Tuesday, April 27, 2010

A Revolving Door at Third

Jerry Crasnick at ESPN.com wrote an interesting piece about the lack of consistency that teams have at certain positions. He cites the A's Travis Buck as a particularly extreme example, as last week he became the eleventh different opening day left-fielder in eleven years.

Crasnick didn't mention the home team, but they've had some notable inconsistency with personnel too. Check out this awesome chart that lists all the Twins opening day starters through the years.

There's been some turnover, to be sure. But third base is what most Twins fans should think when they hear the phrase 'revolving door.' (besides some nightmares of the Metrodome.)

2002: Corey Koskie
2003: Michael Cuddyer
2004: Corey Koskie
2005: Michael Cuddyer
2006: Tony Batista
2007: Nick Punto
2008: Mike Lamb
2009: Joe Crede
2010: Nick Punto

I get dizzier than Corey Koskie when I look at that list.
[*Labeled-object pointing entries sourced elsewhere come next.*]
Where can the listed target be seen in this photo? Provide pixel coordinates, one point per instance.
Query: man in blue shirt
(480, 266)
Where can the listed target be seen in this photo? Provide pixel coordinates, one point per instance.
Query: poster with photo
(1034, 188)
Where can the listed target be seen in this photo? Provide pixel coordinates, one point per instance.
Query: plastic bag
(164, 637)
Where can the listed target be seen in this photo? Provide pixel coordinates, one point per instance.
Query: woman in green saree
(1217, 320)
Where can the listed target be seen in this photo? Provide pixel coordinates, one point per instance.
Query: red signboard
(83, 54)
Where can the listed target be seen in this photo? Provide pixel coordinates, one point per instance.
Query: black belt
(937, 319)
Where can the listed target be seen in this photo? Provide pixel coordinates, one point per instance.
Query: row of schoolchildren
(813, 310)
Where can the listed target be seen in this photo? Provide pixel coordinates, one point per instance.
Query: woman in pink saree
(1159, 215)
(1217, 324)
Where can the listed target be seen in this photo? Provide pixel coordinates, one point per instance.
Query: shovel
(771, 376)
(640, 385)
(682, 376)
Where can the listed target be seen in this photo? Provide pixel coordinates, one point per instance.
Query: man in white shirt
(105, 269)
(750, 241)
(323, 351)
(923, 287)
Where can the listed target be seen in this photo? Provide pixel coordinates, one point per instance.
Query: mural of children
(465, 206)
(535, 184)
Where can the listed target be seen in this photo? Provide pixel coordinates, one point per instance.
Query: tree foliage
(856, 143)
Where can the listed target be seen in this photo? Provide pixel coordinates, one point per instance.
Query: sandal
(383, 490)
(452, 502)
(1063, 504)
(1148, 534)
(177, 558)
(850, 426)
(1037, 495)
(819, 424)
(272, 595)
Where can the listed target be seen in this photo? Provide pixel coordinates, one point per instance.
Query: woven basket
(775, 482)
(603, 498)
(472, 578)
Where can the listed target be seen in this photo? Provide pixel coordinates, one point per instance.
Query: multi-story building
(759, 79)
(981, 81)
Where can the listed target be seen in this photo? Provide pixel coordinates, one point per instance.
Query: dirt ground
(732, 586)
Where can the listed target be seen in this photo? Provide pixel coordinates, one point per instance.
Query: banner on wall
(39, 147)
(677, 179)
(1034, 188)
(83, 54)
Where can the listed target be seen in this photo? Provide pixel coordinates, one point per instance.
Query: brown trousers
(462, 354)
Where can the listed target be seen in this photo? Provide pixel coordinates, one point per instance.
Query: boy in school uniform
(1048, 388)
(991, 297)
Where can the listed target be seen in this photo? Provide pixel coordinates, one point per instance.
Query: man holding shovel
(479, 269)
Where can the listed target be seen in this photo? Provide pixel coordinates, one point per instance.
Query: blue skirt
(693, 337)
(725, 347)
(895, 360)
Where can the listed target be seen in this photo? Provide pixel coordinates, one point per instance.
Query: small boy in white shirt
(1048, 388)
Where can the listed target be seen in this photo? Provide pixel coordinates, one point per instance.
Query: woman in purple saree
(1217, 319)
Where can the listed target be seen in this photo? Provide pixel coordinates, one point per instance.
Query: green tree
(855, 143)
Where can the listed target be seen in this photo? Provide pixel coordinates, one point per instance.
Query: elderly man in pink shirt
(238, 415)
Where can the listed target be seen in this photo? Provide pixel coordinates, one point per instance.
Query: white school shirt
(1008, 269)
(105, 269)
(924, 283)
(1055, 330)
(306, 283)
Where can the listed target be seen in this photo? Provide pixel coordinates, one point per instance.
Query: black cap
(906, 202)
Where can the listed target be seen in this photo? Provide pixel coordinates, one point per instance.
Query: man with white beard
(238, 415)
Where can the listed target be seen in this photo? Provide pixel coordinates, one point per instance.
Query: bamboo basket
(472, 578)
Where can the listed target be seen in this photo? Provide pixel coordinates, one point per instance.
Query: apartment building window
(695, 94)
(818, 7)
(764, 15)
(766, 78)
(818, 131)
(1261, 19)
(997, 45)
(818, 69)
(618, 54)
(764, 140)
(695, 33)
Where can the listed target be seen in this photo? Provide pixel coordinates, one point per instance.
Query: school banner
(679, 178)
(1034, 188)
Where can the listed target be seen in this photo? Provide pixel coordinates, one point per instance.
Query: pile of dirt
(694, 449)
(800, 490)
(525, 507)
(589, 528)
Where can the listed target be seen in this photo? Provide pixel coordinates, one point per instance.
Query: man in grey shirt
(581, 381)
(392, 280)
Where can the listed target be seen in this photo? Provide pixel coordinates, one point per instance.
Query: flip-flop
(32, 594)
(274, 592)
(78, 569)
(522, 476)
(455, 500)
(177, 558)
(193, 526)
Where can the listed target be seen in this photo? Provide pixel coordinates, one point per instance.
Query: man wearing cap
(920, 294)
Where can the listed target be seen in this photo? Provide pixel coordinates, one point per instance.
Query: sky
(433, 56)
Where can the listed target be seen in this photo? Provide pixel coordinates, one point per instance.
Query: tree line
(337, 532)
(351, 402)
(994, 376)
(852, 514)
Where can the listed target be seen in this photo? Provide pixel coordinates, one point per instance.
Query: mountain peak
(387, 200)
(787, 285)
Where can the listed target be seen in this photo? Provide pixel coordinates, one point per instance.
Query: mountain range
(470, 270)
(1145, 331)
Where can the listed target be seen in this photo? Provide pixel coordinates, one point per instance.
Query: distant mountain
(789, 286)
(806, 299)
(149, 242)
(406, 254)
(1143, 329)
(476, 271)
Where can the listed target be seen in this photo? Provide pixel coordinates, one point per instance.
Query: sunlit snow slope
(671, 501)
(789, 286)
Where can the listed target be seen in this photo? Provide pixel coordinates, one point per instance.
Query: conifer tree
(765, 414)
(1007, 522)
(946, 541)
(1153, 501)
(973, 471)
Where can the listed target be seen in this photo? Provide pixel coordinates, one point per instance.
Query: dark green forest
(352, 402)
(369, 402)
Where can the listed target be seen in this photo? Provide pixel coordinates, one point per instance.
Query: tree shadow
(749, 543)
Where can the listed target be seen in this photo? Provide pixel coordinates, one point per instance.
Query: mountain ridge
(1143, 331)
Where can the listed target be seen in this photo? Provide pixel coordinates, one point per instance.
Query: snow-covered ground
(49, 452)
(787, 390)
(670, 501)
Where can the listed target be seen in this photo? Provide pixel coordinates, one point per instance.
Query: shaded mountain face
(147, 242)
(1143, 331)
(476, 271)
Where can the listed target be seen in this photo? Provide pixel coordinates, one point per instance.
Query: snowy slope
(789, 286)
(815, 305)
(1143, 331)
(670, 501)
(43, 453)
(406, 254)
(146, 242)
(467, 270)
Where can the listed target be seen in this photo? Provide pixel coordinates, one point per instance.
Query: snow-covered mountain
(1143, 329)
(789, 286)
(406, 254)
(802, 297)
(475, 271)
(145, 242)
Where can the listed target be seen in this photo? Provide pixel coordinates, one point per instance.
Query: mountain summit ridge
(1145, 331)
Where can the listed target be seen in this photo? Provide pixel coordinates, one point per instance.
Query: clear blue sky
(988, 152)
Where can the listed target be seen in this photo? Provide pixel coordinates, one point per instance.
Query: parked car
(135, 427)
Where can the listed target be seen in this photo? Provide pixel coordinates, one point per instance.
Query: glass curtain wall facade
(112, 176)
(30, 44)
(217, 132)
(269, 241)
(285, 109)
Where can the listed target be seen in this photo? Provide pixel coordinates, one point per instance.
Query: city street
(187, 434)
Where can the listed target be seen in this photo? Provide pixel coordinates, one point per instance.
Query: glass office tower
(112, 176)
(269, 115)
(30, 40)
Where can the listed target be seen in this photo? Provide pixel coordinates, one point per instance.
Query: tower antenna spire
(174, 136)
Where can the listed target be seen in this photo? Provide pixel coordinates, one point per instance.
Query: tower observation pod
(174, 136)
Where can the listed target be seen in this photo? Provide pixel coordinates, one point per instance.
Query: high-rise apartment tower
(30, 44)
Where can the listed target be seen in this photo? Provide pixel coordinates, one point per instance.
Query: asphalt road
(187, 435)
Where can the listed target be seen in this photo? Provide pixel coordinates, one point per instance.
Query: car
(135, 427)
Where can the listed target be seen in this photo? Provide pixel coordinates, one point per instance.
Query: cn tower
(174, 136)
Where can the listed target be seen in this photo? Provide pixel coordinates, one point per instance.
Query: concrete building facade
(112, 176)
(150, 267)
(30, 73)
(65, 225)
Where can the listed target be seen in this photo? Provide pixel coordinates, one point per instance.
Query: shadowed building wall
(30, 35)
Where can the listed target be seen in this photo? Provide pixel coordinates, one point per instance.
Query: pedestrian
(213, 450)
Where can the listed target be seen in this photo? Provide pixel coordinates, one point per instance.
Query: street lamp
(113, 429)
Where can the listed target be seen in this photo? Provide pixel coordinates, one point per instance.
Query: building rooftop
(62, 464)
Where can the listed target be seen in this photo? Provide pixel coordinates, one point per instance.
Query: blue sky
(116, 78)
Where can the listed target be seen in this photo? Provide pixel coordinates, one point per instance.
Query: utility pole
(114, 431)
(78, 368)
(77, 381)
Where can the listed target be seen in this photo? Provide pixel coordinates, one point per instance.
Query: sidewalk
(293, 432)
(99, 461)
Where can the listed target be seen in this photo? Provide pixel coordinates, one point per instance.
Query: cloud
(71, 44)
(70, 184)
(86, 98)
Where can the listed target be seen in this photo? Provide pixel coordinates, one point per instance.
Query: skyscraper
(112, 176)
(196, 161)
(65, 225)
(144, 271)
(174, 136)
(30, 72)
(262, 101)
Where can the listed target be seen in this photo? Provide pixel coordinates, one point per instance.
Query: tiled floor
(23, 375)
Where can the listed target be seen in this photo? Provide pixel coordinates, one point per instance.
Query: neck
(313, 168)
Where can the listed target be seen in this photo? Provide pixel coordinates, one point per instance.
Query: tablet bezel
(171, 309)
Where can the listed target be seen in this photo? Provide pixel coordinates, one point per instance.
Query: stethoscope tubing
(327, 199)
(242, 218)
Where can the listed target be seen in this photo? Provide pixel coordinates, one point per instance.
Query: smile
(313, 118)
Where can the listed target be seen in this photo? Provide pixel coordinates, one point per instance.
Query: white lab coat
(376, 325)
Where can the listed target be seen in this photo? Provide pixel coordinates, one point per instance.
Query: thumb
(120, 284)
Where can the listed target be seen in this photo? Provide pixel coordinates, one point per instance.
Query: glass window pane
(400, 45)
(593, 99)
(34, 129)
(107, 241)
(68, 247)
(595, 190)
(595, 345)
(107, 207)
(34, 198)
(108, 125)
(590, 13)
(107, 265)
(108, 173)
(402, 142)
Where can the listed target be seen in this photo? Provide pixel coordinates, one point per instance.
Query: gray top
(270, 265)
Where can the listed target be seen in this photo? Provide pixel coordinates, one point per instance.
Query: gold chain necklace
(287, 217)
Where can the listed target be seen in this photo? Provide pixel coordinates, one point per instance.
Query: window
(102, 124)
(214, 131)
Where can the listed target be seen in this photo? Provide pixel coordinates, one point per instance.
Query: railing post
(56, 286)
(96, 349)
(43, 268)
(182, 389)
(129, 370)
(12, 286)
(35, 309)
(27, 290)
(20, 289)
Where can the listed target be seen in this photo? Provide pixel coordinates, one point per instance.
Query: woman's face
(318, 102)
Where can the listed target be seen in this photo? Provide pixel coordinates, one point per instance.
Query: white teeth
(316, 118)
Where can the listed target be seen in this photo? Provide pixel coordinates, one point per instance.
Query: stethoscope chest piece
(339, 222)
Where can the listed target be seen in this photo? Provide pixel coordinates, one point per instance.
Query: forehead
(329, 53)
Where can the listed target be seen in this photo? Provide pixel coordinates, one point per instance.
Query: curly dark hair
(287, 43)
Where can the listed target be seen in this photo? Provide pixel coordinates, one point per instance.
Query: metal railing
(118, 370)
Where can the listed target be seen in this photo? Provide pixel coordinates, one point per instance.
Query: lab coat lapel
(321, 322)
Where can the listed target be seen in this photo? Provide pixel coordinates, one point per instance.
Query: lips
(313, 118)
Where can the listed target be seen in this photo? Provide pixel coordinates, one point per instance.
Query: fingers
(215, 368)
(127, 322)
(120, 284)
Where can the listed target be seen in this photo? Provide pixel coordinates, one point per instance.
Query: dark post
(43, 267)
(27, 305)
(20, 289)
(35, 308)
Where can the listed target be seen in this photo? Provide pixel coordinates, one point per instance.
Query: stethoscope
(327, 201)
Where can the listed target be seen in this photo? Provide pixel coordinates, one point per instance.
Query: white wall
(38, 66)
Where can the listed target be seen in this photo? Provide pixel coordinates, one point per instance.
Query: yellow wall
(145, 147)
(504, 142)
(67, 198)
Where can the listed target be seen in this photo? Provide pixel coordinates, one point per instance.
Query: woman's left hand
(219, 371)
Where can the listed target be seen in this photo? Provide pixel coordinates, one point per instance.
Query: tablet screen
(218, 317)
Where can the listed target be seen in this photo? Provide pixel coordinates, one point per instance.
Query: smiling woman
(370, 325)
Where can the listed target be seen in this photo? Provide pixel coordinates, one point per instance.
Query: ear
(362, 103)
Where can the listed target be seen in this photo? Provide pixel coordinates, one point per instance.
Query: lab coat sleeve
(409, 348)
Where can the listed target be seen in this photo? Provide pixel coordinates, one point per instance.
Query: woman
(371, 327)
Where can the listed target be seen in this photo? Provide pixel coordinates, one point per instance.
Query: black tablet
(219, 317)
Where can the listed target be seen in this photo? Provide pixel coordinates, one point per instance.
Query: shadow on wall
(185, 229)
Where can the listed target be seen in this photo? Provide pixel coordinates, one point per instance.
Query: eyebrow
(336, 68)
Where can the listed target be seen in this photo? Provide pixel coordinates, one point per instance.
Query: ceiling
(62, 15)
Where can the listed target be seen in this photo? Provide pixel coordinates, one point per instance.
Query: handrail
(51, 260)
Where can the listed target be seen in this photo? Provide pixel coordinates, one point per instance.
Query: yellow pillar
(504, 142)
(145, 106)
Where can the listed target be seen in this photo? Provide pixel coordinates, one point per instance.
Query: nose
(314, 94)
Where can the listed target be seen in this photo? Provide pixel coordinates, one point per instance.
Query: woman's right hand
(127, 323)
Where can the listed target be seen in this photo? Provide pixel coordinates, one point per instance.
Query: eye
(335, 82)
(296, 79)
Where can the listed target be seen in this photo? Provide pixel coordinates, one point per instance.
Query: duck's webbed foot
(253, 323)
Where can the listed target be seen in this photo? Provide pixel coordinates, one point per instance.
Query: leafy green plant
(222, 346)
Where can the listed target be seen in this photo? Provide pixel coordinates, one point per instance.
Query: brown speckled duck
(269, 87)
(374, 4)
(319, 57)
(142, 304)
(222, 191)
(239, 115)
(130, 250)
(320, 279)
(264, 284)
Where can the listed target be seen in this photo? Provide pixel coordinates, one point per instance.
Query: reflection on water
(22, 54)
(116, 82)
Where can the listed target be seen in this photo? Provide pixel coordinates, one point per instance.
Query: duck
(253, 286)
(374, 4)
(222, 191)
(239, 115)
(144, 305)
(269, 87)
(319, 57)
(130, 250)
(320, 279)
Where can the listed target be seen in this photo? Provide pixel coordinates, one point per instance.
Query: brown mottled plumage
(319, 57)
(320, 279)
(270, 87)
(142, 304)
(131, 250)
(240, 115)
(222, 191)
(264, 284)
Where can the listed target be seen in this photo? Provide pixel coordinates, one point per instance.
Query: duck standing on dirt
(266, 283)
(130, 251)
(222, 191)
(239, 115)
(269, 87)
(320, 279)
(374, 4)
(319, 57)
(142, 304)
Of course, the opening day starter is terribly misleading because most of those guys only made it a few months there. Closer look? Well, okay.

Michael Cuddyer: Only played seven games at third in 2003, before taking over right field. He must have shown something, because Gardenhire turned to him when Corey Koskie left for Toronto before the 2005 season. Cuddyer played 95 games there, hitting .263 with 12 home runs and 43 RBI. The company line was that he couldn't produce offensively while worrying about balls banging off his face at the hot corner. I didn't realize this, but Cuddyer was very Nick Punto-esque until 2006. In 2004, he played 48 games at second base. Why don't I remember this? He also played 43 at third and ten at first base, while only 15 in the outfield. All while hitting just .263/45/12. If the internet existed back then, I'm sure someone would have started a Free Mike Cuddyer movement. Once he finally settled into right field at age 26 in 2006, he hit .284/109/24.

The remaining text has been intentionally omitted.